A former crime-scene investigator in Austin, Texas, Young said imprinting directions in officers' minds now will pay off when they are called to the scene. "A police officer should, in his mind, already be thinking about the steps he'll need to take when he's called to the scene," Young told Tell City and Cannelton officers, along with county sheriff's deputies and members of Jasper and Crawford County departments.

A responding officer's actions in the first few minutes will improve the chances of solving the case, Young said. For example, crimes involving serious injuries or fires will bring paramedics, first responders and volunteer firefighters into the crime-scene area, he said, making preservation of evidence a top priority. Officers must also guard the scene from curious onlookers and keep any witnesses separated from one another.

"Why do want to separate witnesses?" Young asked during the morning's opening session.
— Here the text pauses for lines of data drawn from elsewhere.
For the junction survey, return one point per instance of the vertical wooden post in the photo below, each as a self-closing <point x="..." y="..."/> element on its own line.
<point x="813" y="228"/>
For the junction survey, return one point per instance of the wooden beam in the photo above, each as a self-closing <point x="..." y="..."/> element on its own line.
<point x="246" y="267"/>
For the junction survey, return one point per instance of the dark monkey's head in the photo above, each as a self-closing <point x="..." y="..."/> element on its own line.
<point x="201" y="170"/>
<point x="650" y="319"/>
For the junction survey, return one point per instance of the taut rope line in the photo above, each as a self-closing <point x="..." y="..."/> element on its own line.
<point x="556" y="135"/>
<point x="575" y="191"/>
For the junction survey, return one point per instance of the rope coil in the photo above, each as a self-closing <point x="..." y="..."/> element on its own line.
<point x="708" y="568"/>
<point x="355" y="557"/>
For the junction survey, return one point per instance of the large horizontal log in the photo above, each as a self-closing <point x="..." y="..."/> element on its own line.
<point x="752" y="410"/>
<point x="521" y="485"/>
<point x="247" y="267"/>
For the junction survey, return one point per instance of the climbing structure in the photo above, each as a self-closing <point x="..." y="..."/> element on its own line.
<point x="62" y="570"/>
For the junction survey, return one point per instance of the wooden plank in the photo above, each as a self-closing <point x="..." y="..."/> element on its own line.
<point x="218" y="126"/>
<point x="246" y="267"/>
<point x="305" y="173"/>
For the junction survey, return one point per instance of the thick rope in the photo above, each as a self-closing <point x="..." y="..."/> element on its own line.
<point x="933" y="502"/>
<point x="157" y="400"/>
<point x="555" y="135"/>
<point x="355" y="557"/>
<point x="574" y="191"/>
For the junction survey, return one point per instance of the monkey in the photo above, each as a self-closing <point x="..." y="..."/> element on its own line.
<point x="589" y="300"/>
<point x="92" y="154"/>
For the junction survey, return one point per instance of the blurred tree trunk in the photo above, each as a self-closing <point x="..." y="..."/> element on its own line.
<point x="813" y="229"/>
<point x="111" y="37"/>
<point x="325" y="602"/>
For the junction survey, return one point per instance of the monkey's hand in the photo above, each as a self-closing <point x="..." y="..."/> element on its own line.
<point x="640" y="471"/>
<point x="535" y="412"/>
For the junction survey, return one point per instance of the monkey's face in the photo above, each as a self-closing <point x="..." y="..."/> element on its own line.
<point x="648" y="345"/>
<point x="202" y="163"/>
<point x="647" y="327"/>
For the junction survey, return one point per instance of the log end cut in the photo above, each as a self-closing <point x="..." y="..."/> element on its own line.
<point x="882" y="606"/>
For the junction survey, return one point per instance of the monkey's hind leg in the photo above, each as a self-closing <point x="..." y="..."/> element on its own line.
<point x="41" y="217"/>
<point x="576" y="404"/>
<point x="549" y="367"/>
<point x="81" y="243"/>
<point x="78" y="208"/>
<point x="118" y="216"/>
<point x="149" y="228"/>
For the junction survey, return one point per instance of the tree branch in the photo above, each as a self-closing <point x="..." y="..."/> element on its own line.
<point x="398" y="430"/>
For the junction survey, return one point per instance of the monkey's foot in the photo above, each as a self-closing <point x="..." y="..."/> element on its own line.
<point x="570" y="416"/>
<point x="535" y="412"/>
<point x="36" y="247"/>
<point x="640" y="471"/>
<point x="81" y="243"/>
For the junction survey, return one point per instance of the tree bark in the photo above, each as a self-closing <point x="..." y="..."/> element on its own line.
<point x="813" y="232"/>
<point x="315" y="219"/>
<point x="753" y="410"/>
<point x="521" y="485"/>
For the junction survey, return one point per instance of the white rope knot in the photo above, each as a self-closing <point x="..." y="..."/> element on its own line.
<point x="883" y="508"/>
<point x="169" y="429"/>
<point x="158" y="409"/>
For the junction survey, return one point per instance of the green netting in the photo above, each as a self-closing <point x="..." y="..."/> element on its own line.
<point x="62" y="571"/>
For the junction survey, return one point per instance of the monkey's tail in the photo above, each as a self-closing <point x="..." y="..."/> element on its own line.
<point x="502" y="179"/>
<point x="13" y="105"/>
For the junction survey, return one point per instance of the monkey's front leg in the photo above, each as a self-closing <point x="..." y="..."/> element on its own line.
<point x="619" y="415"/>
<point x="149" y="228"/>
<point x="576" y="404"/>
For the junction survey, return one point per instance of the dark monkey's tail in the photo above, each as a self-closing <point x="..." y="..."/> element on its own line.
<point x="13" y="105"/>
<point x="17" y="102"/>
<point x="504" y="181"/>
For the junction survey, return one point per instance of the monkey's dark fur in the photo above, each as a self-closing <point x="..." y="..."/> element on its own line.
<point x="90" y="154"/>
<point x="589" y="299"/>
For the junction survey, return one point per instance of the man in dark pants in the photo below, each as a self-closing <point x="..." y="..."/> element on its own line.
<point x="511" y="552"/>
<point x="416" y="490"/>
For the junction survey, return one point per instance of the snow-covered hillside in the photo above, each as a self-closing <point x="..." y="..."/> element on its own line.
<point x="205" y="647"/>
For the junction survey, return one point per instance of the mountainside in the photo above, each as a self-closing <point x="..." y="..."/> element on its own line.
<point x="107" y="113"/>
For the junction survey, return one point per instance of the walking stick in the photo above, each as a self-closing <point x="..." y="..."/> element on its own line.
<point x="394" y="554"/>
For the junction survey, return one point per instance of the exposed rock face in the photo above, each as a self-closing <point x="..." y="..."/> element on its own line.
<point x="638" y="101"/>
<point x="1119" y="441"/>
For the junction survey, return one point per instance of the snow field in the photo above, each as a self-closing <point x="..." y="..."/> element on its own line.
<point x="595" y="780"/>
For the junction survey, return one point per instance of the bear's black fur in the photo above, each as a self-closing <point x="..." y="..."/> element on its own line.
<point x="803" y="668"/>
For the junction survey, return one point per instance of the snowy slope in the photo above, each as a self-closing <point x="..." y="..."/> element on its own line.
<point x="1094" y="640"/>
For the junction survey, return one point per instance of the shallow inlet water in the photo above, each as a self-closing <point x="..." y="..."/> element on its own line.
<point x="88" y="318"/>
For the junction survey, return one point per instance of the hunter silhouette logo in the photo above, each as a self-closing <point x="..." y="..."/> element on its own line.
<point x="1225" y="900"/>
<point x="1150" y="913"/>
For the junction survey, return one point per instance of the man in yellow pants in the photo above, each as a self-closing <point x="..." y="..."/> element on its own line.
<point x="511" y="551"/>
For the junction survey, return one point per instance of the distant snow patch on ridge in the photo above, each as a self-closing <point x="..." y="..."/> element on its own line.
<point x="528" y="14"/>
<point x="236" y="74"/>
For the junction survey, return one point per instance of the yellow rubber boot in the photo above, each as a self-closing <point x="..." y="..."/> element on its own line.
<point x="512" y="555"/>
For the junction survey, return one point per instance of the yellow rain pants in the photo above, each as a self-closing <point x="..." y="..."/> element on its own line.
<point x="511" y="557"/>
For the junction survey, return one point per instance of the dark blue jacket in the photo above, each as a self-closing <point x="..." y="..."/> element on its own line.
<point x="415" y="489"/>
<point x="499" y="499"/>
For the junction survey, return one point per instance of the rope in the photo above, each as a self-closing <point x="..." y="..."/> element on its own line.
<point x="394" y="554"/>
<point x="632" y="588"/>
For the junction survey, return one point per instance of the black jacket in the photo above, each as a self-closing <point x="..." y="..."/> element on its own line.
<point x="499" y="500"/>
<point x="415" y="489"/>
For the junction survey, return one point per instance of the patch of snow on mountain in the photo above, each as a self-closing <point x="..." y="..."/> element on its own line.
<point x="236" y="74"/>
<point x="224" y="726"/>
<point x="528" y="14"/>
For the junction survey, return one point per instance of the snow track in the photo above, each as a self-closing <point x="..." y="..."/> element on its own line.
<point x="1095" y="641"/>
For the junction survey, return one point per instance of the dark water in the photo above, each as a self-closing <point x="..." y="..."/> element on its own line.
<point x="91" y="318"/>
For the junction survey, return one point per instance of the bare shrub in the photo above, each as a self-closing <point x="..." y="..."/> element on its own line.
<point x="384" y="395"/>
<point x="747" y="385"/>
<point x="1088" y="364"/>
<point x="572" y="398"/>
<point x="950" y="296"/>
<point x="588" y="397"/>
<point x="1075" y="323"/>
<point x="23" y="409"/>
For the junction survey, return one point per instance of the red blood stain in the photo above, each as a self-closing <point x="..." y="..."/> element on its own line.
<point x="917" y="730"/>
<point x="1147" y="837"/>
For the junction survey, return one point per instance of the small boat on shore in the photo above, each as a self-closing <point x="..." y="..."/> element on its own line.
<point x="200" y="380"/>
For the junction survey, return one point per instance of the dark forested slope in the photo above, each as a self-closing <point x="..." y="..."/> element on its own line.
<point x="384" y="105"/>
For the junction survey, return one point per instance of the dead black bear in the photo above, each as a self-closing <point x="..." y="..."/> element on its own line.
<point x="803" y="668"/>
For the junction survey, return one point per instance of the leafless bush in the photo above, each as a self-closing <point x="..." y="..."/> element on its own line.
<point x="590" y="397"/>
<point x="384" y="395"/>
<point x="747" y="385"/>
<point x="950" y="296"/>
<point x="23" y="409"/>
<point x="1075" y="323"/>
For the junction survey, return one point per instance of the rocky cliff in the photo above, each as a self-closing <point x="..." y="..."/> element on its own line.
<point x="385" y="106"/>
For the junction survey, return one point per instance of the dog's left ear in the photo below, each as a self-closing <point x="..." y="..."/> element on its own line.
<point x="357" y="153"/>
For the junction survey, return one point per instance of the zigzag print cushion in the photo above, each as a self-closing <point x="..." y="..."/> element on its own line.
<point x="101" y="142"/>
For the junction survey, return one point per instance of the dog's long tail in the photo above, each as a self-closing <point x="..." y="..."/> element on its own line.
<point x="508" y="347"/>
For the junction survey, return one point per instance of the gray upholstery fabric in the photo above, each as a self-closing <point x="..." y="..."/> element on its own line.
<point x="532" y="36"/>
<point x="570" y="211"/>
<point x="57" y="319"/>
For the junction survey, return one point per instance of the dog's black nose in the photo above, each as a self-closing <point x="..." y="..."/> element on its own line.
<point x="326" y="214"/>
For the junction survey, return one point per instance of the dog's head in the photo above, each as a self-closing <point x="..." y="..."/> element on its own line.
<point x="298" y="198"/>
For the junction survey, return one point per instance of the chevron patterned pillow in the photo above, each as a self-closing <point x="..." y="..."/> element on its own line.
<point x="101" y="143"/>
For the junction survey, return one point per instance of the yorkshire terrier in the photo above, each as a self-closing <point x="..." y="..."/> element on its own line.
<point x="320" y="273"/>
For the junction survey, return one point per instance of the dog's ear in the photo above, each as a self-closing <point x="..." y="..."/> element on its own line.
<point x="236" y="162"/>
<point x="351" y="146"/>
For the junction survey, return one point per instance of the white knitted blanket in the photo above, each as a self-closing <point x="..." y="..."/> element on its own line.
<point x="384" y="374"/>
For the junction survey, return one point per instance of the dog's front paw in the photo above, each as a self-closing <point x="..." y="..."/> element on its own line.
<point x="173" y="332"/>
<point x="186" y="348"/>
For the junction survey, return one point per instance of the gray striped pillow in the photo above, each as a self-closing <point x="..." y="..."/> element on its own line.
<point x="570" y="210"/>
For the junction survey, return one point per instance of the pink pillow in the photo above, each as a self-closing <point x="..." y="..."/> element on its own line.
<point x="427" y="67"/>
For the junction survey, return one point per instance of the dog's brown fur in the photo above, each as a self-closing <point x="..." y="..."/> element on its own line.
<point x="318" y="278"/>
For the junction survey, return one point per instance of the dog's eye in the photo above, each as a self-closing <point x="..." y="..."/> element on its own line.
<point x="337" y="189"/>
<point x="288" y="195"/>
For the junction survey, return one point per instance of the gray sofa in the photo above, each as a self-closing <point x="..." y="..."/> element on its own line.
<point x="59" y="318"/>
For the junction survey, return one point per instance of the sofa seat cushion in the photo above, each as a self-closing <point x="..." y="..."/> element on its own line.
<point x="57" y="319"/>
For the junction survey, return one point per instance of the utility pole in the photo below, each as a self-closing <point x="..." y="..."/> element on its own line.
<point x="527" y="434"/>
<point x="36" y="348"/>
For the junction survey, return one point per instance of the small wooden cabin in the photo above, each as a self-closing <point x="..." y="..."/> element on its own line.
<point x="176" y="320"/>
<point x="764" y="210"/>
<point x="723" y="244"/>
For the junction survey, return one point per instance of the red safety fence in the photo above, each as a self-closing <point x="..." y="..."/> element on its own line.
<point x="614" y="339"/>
An officer in the back of the department's year-old training room responds, correctly, that keeping witnesses apart preserves witnesses' individual recollections of the events.

"Right," Young responds. "You don't want them to talk to each other about what they know."

Oakland City Police Chief Doug Young, left, who taught the course, watches Jasper officer Nathan Schmitt dust another print on the same car.

Using fingerprinting kits donated to their departments by Prosecutor Robert Collins, local officers practiced fingerprinting guns, cans and bottles in the afternoon.

Outside the station, another team of officers lifted other prints purposefully planted on a car. After dusting a thumb print placed on the driver's-side door handle by a News reporter, Cpl. Marty Haughee demonstrated how a specially designed piece of tape is able to capture the print on a white piece of mounting paper. "You're busted," he said.

Tell City Assistant Police Chief Greg Hendershot said fingerprints he has faxed to the FBI have recently helped him either tie criminals captured here to out-of-state crimes or determine a suspect is wanted in another state.

While new officers receive preliminary training in fingerprint and other evidence-gathering techniques during their police-academy training, Tell City Detective Alan Malone said Wednesday's training gives patrolmen confidence in being able to begin the process of preserving and gathering evidence when they arrive at a crime scene.

"It's a good program that teaches them skills they'll definitely use," Malone said. "It makes them more confident."